Health Promotion Practice; Power and Empowerment. Building Empowered Communities

Dr Viv Speller (Independent Public Health Consultant)

Health Education

ISSN: 0965-4283

Article publication date: 27 February 2007




Speller, V. (2007), "Health Promotion Practice; Power and Empowerment. Building Empowered Communities", Health Education, Vol. 107 No. 2, pp. 237-238.



Emerald Group Publishing Limited

Copyright © 2007, Emerald Group Publishing Limited

Laverack's book aims to elucidate the role of power and politics in health promotion and places empowerment at its heart as a process to address the social determinants of disease. While this provides an interesting perspective on practice, I think the author sets up an oversimplified dichotomy of the views of top‐down and bottom‐up health promotion, which runs throughout the book. While it is true that there are tensions in different approaches to health promotion they are rarely as polarised as this in practice. The descriptions of different forms of health promotion practice used to illustrate this standpoint, appear rather caricatured and do not reflect what many practitioners do who aim to deliver health promotion in an empowering way involving communities, despite or as well as, aiming for behavioural and health outcomes required by policy‐makers and funders. Possibly this is because the examples given, and much of the literature sourced is fairly dated – mostly from the mid‐1990s.

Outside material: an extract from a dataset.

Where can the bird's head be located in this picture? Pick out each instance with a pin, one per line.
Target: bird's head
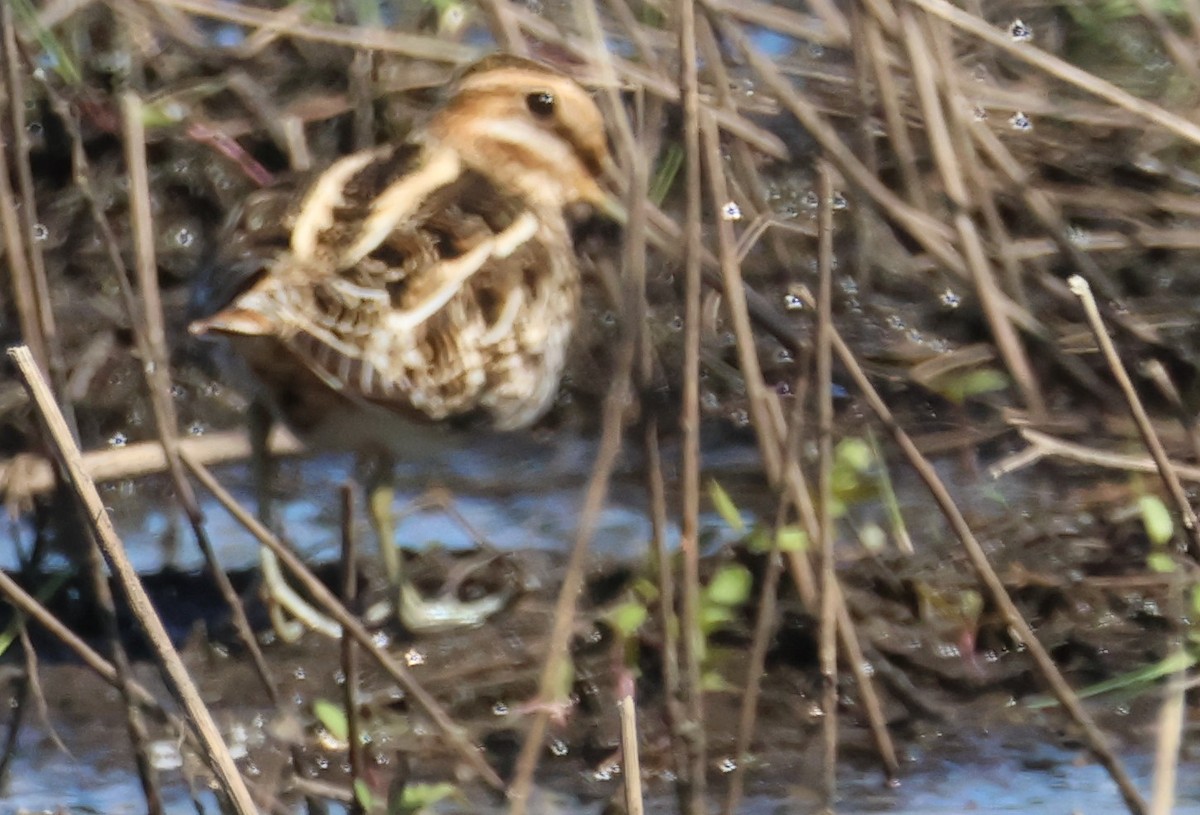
(532, 130)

Although the author's views, and that of Labonte, are extensively cited, the theoretical basis of many of the fields of health promotion and the methods discussed are generally not adequately reviewed. So, for example, despite their obvious relevance, the importance of psychological constructs such as self‐efficacy and self‐esteem are glossed over. Similarly, although mentioned, little attention is paid to “classic” health promotion models, such as Precede‐Proceed, which also concern themselves with action on social determinants and involving and building capacity in communities. Social capital is also only briefly considered, and the distinctions claimed between the elements of social capital and empowerment is not well rehearsed.

In the section on evaluation, more detail could have been given on how to evaluate empowerment, what measures can be used as outcomes for example? When considering whether top‐down or bottom‐up programmes work only single studies rather than review sources are arbitrarily selected to illustrate failure and success respectively. This is then compounded by a quite classic error of comparing failure in achieving behavioural change outcome with apparent success in change in attitudinal and knowledge measures from the empowering approach quoted. A final criticism of the discussion of the section on evaluation is that there is scant mention of research methods that are sympathetic to the arguments for empowerment espoused. It would have been helpful to see discussion on approaches such as participatory research and realistic evaluation for example.

In contrast the chapter on power transformation provides a useful and detailed description of different forms of power relations, an area not often covered in such depth. This may provide food for thought for practitioners to reflect upon the relative positions of “power‐over” rather than “power‐with” they may find themselves in, in routine practice. The book also contains many useful examples of case studies of empowerment in communities in different parts of the world, which would be illustrative to students. Similarly the rather partisan perspective of the arguments proposed could provide useful prompts for informed discussion and debate on the role of empowerment in effective health promotion practice.